Tsuga and Homma visited the business units one by one. Managers in charge of money-losing operations were given a mandate: Shape up. Tsuga regularly reveals the financial position of every division so that its managers can see how they are performing compared with their peers. “Every quarter—who is making money, who is losing money,” says Homma. “I think this kind of way we can realise serious financial discipline.”
Many businesses didn’t make the cut. In 2013, Panasonic agreed to merge its system-chip operation with Fujitsu’s and sell 80 percent of its health care business to private equity firm KKR for $1.7 billion. It stopped making smartphones, optical disks and circuit boards, and offloaded businesses in IT services and logistics. By the time all of the merging, selling and closing was done, the number of business divisions within the company had been reduced by nearly 60 percent, to 37. Those were further bundled into four main units, each topped by a senior manager. “Making everything simpler is my policy,” says Tsuga.

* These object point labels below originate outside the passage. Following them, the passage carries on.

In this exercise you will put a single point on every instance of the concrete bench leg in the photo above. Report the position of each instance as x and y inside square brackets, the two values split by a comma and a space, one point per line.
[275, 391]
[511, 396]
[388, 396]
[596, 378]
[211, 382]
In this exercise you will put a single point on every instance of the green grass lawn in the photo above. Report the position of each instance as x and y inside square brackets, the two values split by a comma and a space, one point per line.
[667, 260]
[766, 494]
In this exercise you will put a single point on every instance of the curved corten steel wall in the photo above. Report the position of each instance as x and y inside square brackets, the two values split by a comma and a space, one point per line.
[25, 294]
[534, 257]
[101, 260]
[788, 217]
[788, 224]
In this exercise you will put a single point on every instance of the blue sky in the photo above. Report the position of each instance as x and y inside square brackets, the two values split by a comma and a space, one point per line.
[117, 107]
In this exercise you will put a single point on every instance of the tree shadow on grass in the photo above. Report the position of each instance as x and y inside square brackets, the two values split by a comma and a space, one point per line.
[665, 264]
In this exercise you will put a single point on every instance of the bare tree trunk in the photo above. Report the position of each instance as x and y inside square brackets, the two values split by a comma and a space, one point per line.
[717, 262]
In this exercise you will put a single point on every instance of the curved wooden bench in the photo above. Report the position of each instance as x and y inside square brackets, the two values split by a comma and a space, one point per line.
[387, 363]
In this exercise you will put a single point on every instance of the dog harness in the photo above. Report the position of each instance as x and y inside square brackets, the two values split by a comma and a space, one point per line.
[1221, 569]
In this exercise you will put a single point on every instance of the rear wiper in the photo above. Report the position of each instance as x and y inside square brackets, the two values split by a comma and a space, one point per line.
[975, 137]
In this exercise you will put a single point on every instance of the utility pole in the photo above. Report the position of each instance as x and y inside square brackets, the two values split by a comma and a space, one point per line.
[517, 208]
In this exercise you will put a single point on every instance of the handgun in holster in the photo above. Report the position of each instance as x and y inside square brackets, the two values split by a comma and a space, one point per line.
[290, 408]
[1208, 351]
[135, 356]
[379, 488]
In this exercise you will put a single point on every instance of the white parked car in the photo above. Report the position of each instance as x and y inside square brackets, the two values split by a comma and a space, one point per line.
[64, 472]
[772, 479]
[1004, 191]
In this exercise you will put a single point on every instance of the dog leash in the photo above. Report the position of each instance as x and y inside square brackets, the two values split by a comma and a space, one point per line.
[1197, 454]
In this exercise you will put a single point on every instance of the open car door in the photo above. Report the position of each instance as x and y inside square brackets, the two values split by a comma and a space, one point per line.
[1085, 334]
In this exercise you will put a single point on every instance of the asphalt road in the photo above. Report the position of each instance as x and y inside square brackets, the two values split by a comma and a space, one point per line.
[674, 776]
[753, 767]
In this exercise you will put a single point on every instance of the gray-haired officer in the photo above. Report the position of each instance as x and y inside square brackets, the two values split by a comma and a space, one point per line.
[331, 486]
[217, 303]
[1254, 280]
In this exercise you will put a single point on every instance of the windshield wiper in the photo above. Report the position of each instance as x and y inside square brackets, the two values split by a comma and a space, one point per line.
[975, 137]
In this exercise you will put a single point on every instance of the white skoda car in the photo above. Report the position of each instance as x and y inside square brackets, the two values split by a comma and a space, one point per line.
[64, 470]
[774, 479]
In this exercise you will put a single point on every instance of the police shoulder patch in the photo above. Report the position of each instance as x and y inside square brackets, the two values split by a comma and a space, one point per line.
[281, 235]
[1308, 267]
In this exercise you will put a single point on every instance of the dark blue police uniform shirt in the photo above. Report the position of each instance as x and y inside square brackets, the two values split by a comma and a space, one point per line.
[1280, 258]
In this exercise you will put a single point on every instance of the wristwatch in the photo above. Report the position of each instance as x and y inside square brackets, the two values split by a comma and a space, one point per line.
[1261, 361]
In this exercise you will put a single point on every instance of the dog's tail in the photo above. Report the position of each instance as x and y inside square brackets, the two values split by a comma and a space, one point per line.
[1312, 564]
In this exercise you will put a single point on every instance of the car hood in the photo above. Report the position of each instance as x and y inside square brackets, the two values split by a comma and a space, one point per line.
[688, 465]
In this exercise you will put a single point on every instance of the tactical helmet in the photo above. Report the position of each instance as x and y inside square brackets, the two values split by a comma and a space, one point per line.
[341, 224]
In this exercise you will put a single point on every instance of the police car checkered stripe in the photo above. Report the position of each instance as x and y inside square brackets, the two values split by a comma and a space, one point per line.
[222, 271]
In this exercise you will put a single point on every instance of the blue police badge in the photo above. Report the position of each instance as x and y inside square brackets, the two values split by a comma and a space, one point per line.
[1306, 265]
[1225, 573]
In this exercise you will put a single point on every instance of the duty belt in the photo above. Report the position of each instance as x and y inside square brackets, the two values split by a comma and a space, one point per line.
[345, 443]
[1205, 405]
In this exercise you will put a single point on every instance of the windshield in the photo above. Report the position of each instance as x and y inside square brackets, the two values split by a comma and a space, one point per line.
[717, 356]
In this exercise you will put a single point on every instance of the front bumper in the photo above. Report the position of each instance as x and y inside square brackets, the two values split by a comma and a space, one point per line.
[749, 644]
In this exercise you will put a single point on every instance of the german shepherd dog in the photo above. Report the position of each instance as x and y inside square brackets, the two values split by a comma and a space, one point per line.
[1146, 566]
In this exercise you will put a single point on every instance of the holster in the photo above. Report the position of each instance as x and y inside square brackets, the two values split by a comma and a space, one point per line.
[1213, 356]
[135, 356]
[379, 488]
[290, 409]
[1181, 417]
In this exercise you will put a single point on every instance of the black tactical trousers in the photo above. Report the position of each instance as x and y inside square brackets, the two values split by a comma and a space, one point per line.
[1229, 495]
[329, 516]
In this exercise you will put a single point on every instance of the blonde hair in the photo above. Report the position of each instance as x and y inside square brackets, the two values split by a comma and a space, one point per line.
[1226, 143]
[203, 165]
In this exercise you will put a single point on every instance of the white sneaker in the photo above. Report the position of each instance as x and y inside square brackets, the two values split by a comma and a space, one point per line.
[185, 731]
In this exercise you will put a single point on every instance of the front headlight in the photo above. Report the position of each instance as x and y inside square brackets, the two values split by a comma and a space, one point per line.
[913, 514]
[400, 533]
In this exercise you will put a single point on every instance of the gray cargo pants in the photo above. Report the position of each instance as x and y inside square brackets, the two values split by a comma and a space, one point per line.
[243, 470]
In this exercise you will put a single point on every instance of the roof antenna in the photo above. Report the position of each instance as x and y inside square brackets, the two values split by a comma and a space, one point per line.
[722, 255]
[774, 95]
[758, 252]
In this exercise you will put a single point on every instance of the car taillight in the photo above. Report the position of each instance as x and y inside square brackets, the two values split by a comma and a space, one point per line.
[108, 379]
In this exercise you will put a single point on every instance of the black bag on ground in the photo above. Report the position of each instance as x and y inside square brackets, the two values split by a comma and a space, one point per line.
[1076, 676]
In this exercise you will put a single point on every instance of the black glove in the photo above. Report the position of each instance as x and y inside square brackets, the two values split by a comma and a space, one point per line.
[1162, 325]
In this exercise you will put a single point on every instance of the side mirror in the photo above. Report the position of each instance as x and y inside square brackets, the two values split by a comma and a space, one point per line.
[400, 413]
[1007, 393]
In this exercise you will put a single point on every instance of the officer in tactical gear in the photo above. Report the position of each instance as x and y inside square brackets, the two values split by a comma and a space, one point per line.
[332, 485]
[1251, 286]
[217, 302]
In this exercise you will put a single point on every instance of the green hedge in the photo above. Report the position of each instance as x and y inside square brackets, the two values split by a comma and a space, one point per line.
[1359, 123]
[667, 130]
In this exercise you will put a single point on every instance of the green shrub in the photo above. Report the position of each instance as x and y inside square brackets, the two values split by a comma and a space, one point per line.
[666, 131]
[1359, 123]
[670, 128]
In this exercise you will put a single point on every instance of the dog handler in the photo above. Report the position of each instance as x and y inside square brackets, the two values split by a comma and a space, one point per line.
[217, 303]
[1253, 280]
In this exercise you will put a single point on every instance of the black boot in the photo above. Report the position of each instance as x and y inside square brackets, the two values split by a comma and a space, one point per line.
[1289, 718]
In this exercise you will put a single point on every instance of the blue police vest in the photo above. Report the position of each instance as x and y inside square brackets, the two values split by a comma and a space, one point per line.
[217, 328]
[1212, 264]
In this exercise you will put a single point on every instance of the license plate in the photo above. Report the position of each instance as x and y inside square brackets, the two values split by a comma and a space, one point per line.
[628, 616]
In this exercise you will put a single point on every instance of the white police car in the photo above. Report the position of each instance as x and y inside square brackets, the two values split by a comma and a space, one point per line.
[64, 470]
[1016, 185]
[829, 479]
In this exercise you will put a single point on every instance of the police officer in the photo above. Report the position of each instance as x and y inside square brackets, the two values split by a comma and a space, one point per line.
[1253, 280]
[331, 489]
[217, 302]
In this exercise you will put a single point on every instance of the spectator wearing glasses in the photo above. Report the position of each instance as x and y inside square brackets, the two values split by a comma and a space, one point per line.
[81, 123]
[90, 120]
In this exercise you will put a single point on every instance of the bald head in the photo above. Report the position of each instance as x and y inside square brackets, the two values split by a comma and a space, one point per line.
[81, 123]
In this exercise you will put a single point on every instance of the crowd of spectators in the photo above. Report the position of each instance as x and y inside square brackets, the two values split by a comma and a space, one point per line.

He applied that principle to his own office as well. The staff at the headquarters—a gated compound of squat, low-rise buildings made distinct only by a statue of American inventor Thomas Edison—had swollen to 7,000 employees. Tsuga saw the headquarters as a bloated impediment to efficiency, where deskbound paper-pushers clogged decision making. So he reassigned nearly all of the staff to the company’s operating units. Today a mere 130 employees remain on his staff. “If the team becomes small, then we can change, go [ahead] quickly, change quickly,” he explains.
None of these changes endeared Tsuga and his top executives to the staff. “All employees saw me as one of the devils,” says Homma. Nor did the market always appreciate their strategy. With great bitterness Homma recalls one day in October 2012 when the company announced another massive loss and some of its restructuring plans: “The reaction was not so happy. I can’t forget one analyst said, ‘Homma-san, this kind of mid-term plan even a high school student can make’.” He calls the day “a nightmare.”